Another strategy to balance the classes is to combine oversampling (the minority class) with undersampling (the majority class). Chawla et al. had reported [1] that a combination of oversampling and undersampling gave the best results. We will experiment with this combination in a future exercise.
**It should also be noted that oversampling results in a significant increase (and bias) in the minority class. For instance, for a 0.5 ratio, the minority class is increased seven-fold (from 83 to 585). A completely balanced data set would involve a fourteen-fold increase in the minority class and this would alter the decision surface.
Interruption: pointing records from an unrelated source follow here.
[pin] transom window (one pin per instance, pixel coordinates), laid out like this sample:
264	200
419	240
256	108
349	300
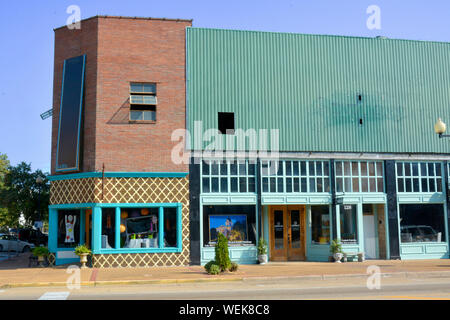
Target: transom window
228	176
359	176
143	102
293	176
419	176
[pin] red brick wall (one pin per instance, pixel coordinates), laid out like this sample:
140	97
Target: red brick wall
69	44
120	51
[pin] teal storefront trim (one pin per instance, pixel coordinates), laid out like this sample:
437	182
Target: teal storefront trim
65	255
292	198
424	250
228	199
118	175
62	254
316	252
245	254
359	246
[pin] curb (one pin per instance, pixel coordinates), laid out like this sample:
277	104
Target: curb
404	274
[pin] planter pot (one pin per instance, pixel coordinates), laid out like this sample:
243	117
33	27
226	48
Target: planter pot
41	260
337	257
83	259
262	258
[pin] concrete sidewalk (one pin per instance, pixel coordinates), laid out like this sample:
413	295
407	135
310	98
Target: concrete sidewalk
15	273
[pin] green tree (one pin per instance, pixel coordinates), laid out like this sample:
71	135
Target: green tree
22	195
4	216
222	255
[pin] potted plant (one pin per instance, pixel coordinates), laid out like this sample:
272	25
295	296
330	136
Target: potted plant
336	250
83	252
262	251
40	253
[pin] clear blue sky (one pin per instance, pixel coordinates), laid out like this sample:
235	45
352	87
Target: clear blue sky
26	33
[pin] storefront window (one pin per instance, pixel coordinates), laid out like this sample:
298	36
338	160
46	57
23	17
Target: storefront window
295	176
170	227
108	228
139	228
320	224
422	223
359	176
237	223
419	177
228	176
349	227
68	228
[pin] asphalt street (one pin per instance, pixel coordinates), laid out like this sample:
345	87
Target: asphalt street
286	289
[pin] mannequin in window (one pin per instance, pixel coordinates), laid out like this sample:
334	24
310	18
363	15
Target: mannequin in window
70	221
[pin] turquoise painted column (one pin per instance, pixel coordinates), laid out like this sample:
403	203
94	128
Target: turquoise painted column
161	227
179	227
82	226
117	231
96	228
360	226
52	229
338	222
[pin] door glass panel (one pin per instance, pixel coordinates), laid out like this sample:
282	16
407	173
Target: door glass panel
349	226
295	229
279	229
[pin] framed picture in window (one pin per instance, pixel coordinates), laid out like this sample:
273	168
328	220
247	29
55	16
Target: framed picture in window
233	227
[1] Nitesh V. Chawla, Kevin W. Bowyer, Lawrence O. Hall, and W. Philip Kegelmeyer. SMOTE: synthetic minority over-sampling technique. J. Artif. Int. Res. 16, 1 (June 2002), 321-357.
[2] Chawla, Nitesh V. Data Mining for Imbalanced Datasets: An Overview. In: Maimon, Oded; Rokach, Lior (Eds) Data Mining and Knowledge Discovery Handbook, Springer, (2010), 875-886.
[3] Altini, Marco. "Dealing with Imbalanced Data: Undersampling, Oversampling and Proper Cross-validation." Web log post. Marco Altini Blog. N.p., 17 Aug. 2015. Web.